Longseek
AI Tool for Long Source Researchers
Longseek is an experimental LLM AI tool that helps researchers and others conveniently analyse long, unstructured information with stored, re-usable, batches of multiple questions.
-
Scrapes, reads & stores very long information sources – entire large websites & high volumes of documents.
-
Answers questions, accurately, with supporting evidence - citations and excerpts.
Sample output report here.
If you'd like to explore what Longseek can do, please contact us.
Capabilities
Researchers can feed Longseek very large, heteregenous data sources of up to 1.3 million words in length and query them all simultaneously with 50 to 200 questions at a time - stored in a convenient Question File for re-use. Longseek generates a PDF report within a few minutes. Most LLM answer engines can’t do this. Longseek is also unusual in that:
-
It only searches the trusted information sources the user instructs it to – not the whole internet (unless that’s what is required).
-
For each set of questions, Longseek is simultaneously aware of its entire question set and all its very detailed source information. It therefore has a deep ‘understanding’ of the context of the questions. This is not the case for most LLMs which typically process material in much smaller pieces, and/or one question at a time.
-
Its deeper contextual understanding enables Longseek to extract information, answer questions, and support its answers, potentially more accurately.
To see a sample Longseek report, click here.
Use Cases
We believe there are many use-cases for Longseek and welcome opportunities to explore them with new partners. A few examples:
-
Metastudies in healthcare and elsewhere.
-
Pro bono legal work.
-
Research grant applications.
MHF is a nonprofit. We support nonprofits and pro bono work by donating AI services.

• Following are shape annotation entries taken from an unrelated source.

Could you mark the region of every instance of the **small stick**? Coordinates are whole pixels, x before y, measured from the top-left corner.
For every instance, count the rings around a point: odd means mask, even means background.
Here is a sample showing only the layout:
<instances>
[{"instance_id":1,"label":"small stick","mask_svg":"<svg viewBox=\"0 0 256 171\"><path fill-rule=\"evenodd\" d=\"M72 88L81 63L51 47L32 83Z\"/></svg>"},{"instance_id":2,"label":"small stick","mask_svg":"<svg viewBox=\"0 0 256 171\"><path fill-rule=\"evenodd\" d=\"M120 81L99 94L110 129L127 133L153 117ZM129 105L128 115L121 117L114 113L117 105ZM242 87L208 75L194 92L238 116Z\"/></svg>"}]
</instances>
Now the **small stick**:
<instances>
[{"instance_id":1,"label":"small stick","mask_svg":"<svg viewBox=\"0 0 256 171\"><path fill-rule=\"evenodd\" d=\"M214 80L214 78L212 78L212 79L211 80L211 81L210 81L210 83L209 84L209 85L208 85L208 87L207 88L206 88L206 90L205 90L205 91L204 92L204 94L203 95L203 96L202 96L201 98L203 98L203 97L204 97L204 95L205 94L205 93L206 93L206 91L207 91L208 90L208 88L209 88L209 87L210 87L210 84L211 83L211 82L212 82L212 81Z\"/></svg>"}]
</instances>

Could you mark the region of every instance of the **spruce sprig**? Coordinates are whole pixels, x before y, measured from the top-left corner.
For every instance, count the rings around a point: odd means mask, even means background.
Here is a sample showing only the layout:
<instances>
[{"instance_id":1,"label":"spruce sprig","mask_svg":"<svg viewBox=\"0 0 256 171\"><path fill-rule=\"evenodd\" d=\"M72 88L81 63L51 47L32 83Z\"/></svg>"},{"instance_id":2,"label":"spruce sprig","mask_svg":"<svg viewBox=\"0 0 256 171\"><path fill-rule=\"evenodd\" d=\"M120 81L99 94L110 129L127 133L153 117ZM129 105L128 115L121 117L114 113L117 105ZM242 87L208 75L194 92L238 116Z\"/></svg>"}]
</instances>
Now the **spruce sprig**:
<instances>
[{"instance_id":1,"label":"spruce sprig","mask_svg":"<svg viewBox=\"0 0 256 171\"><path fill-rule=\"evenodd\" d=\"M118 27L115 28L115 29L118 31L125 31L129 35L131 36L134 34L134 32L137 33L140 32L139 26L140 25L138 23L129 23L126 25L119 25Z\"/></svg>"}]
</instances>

We continue to develop Longseek to process larger corpora, with greater accuracy. Longseek is exeprimental. Always check results.
.
Case Study - ZSL
We're excited to be collaborating with ZSL, the international conservation charity. See the announcement here. ZSL’s SPOTT team provide sustainability indicators on commodity companies in the Palm Oil, Timber and Rubber sectors.
Current Workflow
SPOTT produces up to 180 sustainability indicators on over 300 companies. Analysts laboriously extract information from hundreds of websites.
Longseek
Longseek aims to make SPOTT more efficient. For each company, it reads hundreds or thousands of web pages and simultaneously answers hundreds of detailed questions. Draft indicators and reports are created automatically. See here.
Example Question
Does the company's sustainable palm oil policy or commitment apply to all suppliers?
Longseek's Response
Yes.
"This policy applies to all of Goodhope’s operations and subsidiaries, including all our palm oil mills, refineries, and plantations, and includes provisions for our associates, contractors, and third-party suppliers."
Goodhope Sustainability Policy 2022
https://goodhopeholdings.com/wp-content/uploads/Sustainability_Policy_2022.pdf
---
Longseek gives a clear answer, and supports it by quoting text from a source document, providing the document's name, and a citation URL link. See all 50 Q & A's here.
ZSL
Established in 1826, ZSL produces crucial research and information about the natural world, and mankind's impact on it.
SPOTT enables importers, retailers and investors to identify and do business with commodity companies with good ESG practices, thereby putting pressure on other companies to improve their own practices.
Project Status
SPOTT is currently dual-running Longseek against its existing manual processes. If trials demonstrate acceptable accuracy, SPOTT hopes to fully integrate Longseek into its workflow, increasing its analysts’ capacity to monitor more companies, and additional commodity sectors.